To avoid the above problem, the implementation can’t use &C::size (or any desired function name) as a template parameter, and the check needs to be split into two parts: checking whether size is a member of T and checking whether it has an acceptable signature.

template<typename T>
struct has_size_method
{
private:
	typedef std::true_type yes;
	typedef std::false_type no;
 
	template<typename C>
	static yes test(int (C::*f)() const){
		return yes{};
	}
 
	template<typename C>
	static yes test(size_t (C::*f)()){
		return yes{};
	}
 
	template<typename C>
	static auto test(decltype(&C::size),void*) -> decltype(test(&C::size)){
		return test(&C::size);
	}
 
	template<typename C>
	static no test(...){
		return no{};
	}
 
public:
 
	static constexpr bool value = std::is_same<decltype(test<T>(0,0)),yes>::value;
};

It works correctly in all most required cases and can be easily modified to account for different signatures. If constexpr was changed to const (as VC11 with CTP doesn’t seem to recognize this keyword) the above code would compile and work correctly on GCC, clang and MSVC11. If you’re bound to support VS11 this is the best you can do.
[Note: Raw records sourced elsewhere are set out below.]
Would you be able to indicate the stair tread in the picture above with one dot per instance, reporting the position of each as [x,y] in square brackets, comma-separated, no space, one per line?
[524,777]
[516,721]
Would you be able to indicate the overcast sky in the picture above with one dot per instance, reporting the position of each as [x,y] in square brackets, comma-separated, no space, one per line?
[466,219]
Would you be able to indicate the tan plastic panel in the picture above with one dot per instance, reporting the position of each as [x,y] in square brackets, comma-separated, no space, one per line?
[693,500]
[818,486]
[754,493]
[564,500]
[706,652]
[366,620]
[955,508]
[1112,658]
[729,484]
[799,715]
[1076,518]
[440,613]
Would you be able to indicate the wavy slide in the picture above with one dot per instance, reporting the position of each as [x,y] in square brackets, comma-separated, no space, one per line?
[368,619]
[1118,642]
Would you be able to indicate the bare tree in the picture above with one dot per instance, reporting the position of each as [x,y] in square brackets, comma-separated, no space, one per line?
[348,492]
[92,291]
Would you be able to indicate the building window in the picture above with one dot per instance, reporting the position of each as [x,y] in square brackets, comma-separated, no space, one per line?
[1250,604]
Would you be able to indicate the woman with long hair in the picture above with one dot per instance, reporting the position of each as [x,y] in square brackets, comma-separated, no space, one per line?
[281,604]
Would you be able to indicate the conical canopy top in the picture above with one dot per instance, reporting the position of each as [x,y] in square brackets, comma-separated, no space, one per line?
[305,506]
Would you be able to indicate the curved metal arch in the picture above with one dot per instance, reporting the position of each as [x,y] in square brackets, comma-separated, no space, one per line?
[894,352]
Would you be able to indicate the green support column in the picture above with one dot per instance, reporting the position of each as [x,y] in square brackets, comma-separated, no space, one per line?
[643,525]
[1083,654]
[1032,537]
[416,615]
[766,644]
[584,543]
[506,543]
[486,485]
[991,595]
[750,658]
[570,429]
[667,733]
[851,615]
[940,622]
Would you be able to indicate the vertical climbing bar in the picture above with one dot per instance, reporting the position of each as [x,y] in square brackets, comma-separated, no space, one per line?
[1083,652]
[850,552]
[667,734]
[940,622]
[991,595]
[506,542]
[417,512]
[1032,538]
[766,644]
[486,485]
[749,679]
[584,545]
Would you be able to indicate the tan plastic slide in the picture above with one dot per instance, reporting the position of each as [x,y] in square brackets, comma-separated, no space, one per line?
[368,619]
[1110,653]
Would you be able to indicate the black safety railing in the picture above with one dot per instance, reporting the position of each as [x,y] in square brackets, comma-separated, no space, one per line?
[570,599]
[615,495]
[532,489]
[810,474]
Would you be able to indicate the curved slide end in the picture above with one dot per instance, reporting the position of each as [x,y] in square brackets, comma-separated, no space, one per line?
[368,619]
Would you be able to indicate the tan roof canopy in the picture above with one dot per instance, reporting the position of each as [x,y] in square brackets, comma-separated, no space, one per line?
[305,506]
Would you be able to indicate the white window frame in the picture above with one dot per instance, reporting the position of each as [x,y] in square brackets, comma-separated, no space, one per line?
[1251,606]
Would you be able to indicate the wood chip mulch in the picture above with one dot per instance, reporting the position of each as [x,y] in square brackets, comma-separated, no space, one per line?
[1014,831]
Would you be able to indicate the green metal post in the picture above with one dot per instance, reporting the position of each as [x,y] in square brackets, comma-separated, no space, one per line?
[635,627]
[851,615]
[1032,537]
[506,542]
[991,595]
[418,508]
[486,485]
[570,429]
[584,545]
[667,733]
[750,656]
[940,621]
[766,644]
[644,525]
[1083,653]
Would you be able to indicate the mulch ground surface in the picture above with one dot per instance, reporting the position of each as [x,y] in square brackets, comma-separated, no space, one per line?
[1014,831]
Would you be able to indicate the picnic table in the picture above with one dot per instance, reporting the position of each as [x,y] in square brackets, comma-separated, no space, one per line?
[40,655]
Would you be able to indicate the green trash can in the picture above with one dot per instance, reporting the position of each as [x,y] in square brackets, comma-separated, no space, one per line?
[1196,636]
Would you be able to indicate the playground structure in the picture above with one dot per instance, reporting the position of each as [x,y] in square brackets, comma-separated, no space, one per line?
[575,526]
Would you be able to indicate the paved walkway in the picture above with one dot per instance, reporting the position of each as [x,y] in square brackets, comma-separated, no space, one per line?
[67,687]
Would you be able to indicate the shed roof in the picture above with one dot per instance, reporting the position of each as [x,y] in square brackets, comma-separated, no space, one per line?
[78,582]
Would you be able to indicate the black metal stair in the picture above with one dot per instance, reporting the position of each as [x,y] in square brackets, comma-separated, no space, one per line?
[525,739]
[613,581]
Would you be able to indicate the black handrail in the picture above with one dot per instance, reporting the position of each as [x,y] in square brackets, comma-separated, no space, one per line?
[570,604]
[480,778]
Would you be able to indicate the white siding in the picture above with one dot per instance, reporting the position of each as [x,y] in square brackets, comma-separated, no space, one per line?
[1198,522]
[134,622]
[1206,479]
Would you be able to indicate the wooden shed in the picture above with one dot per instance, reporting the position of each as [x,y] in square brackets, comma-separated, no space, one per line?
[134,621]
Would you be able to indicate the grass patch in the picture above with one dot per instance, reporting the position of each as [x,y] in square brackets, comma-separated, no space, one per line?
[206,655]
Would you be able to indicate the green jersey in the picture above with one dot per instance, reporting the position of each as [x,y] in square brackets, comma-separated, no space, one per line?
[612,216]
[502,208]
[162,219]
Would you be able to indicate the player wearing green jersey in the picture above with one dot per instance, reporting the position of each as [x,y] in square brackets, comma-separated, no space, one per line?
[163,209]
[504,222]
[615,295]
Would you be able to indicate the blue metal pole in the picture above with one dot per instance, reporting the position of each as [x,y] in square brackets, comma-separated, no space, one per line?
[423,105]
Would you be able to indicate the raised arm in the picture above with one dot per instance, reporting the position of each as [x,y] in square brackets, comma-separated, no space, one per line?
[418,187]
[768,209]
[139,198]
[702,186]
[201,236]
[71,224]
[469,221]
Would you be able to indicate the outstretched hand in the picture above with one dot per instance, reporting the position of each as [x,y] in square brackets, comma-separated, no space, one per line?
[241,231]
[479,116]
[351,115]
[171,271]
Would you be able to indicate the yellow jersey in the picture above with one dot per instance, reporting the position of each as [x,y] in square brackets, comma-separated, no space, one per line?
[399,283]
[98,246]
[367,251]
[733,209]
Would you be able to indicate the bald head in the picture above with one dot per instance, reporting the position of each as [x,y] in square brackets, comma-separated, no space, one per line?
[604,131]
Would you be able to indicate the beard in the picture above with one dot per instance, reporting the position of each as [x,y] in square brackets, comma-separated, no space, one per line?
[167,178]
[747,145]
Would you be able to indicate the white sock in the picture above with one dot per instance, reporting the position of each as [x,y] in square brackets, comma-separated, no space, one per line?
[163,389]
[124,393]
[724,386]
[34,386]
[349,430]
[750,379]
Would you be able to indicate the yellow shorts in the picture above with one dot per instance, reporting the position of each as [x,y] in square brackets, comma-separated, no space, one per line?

This solution was inspired by Mike Kinghan’s answer on stackoverflow and, even though the it is not perfect, I recommend reading his post there.

The real real deal

After this was posted on reddit, STL pointed out (thanks!) that that there is a vastly superior solution to this problem – Expression SFINAE. It allows not only cleaner code, but also clear stating of the intent by showing the usage (although that may cause some implementation details to leak out if you’re not careful).

template<typename T>
struct has_size_method
{
private:
	typedef std::true_type yes;
	typedef std::false_type no;
 
	template<typename U> static auto test(int) -> decltype(std::declval<U>().size() == 1, yes());
 
	template<typename> static no test(...);
 
public:
 
	static constexpr bool value = std::is_same<decltype(test<T>(0)),yes>::value;
};

The only drawback: it doesn’t work on VC11 (or older).

The Boost way

The upcoming version 1.54 of Boost will contain Boost.TTI library, which offers very similar functionality, but it suffers from the same problem (though with Boost I’m more inclined to say that it’s a design decision) that the first solution does – inherited functions are invisible:

#include <iostream>
#include <iomanip>
#include <type_traits>
#include <sstream>
 
#include <boost/tti/has_member_function.hpp>
 
struct int_size{
	int size() const { return 42; };
};
 
struct derived_int_size : int_size{};
 
struct size_t_size{
	std::size_t size() const { return 42; }
};
 
struct derived_size_t_size : size_t_size{};
 
struct void_size{
	void size() {}
};
 
struct no_size{};
 
struct template_int_size{
	template<typename=int>
	int size() const { return 42; }
};
 
struct overloaded_size{
	size_t size() const { return 42; }
	int size() { return 41; }
};
 
 
BOOST_TTI_HAS_MEMBER_FUNCTION(size)
 
int main()
{
	using namespace std;
 
#define dbg(x) { stringstream s; s << boolalpha << left << setw(8) <<\
	(has_member_function_size<x,size_t,boost::mpl::vector<>, boost::function_types::const_qualified>::value ||\
	has_member_function_size<x,int,boost::mpl::vector<>, boost::function_types::const_qualified>::value)\
	<< #x; cout << s.str() << endl; }
 
	dbg(int_size);
	dbg(derived_int_size);
	dbg(size_t_size);
	dbg(derived_size_t_size);
	dbg(void_size);
	dbg(no_size);
	dbg(template_int_size);
	dbg(overloaded_size);
}

Output

true    int_size
false   derived_int_size
true    size_t_size
false   derived_size_t_size
false   void_size
false   no_size
true    template_int_size
true    overloaded_size

Conclusion

A simple Google search will give plenty of results for this problem, but they are mostly links to the naïve solution (1, 2, 3, 4). The correct way to do it is either to roll your own type trait using Expression SFINAE or use Boost’s solution.

For a description of overload resolution mechanisms, there’s an excellent overview published by ACCU, and if you’re interested in checking how far you can go with it, the fantastic write-up on Flaming Dangerzone is a must read.